- Born: 22 May 1906 Macclesfield, Cheshire
- Died: 15 February 1986 (aged 79) Kirstenbosch
- Education: Cheshire Agricultural College
- Alma mater: Reading University; John Innes Horticultural Institute;
- Known for: Succulent plants
- Scientific career
- Fields: Botanist
- Institutions: Kirstenbosch National Botanical Garden
- Author abbrev. (botany): Harry Hall

= Harry Hall (botanist) =

Botanist (1906-1986)

Harry Hall (22 May 1906 Macclesfield, Cheshire – 15 February 1986 Kirstenbosch), was a British-born horticulturist, botanist and succulent plant authority.

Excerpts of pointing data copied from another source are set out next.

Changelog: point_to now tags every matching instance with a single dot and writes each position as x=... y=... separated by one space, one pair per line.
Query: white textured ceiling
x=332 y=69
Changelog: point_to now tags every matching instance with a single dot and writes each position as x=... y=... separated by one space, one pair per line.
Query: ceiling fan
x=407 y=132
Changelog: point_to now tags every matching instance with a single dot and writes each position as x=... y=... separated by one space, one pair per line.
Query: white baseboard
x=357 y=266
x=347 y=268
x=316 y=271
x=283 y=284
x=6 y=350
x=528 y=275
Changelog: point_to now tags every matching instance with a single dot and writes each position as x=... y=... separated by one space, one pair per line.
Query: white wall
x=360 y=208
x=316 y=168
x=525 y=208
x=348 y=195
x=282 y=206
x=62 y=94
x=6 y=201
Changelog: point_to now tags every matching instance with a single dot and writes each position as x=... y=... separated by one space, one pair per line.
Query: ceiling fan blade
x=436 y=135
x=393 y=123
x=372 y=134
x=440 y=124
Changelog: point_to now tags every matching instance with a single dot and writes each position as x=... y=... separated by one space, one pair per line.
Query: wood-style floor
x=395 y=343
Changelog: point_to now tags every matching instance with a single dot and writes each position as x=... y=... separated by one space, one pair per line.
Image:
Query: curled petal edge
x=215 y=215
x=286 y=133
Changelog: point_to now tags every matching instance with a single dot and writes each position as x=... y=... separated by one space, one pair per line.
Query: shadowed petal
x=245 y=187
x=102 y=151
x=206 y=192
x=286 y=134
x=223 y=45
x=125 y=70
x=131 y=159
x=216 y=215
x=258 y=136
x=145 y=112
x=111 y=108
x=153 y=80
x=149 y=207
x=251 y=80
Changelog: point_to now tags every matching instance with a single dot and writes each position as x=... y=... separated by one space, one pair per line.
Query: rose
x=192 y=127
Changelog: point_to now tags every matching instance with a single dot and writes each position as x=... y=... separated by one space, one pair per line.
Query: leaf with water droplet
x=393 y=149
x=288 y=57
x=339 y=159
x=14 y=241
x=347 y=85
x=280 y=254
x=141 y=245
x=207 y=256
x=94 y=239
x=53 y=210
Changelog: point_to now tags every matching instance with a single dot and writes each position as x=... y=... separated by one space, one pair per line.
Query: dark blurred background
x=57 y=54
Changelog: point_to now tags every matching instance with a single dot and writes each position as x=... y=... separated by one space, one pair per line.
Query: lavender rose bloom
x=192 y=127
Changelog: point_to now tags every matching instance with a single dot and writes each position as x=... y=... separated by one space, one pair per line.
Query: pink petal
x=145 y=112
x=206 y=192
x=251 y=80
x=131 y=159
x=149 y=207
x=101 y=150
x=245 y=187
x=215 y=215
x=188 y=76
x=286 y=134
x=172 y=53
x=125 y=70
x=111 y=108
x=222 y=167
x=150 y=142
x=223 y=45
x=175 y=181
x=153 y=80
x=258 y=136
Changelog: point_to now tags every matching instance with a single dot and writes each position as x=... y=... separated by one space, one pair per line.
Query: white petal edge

== Early life and education ==
Hall attended Cheshire Agricultural College for one year (1925–26), Reading University in (1926–27) and two years at the John Innes Horticultural Institute in Wimbledon (1927–29). He then enrolled for a further three-year course (1930–1933) at the Royal Botanic Gardens, Kew, followed by being an exchange student for one year (1931–1932) at the Hanbury Botanical Garden in La Mortola in Italy. Here his passion for succulent plants was ignited, and on his return to Kew headed the section dealing with the cactus and succulent collection.

== Career ==
Hall's training at Kew was complete by 1933, whereupon he became curator of the succulent plant collection at Alexandra Park, Manchester. His consuming interest in South African succulents led to some 600 species being added to the collection. During WWII he spent four years with the Royal Air Force, at the end of which he contacted Robert Harold Compton, director of Kirstenbosch in South Africa, inquiring about the possibility of a position there. A post was created especially, and Hall arrived with his wife and 12-year-old son in August 1947. Starting with a very small succulent plant collection, Hall improved its stature to one of world renown by the time of his death.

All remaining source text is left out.